Purpose: : The NR2E3 gene encodes a nuclear receptor transcription factor that is involved in photoreceptor differentiation. NR2E3 mutations were shown to be associated with different clinical phenotypes including enhanced S-cone syndrome (ESCS), Goldmann-Favre syndrome, and clumped pigmentary retinal degeneration. Our purpose was to evaluate the involvement of NR2E3 in retinal degenerative diseases in the Israeli and Palestinian populations.

Methods: : Israeli and Palestinian patients from 35 families with various autosomal recessive retinal degenerative diseases were recruited for the study. Clinical evaluation included a full ophthalmologic exam, assessment of refractive error, color vision testing, and full-field electroretinography (ERG). Haplotype analysis was performed by studying single nucleotide polymorphisms (SNPs) within the NR2E3 gene. A screen for mutations was performed by direct sequencing of PCR products.

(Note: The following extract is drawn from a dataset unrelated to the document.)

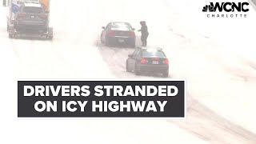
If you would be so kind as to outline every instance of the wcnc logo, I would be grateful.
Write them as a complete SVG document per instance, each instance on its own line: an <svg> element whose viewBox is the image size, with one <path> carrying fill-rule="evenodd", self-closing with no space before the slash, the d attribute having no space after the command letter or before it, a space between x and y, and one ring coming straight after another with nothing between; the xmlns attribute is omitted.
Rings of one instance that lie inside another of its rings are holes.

Results: : We recruited six consanguineous Muslim families and two Jewish families with the clinical diagnosis of ESCS. Patients from these families manifested decreased visual acuity early in life and the characteristic ERG findings which include severe impairment of the rod response accompanied by atypical supernormal cone responses under both photopic and scotopic conditions. Clumped pigment was observed in the peripheral retina of some of these patients. In four of the six Muslim families, we identified a known homozygous NR2E3 mutation, c.119-2A>C (IVS1-2A>C). In the remaining two Muslim families, no NR2E3 mutations were identified. In the two Jewish families, compound heterozygous mutations were found: patient MOL0581-1 was a compound heterozygote for a known NR2E3 mutation (c.932G>A; R311Q) and a novel deletion (c.194-202del9bp); patient MOL0528-1 was a compound heterozygote for c.932G>A and a novel splice-site mutation, c.747+1G>C (IVS5+1G>C). To study the possible role of NR2E3 in the etiology of retinitis pigmentosa (RP), we performed a homozygosity analysis in 27 consanguineous families with a clinical diagnosis of autosomal recessive RP. The analysis revealed a homozygous mutation, c.932G>A, in one Muslim and one Jewish family. Interestingly, the ERG responses in these patients were compatible with RP and did not show the characteristic ESCS pattern.

Conclusions: : Our results demonstrate the involvement of NR2E3 in both ESCS and autosomal recessive RP in our population. Genetic testing for ESCS in the Muslim population will be enhanced with our identification of a common NR2E3 mutation causing the disease in this population.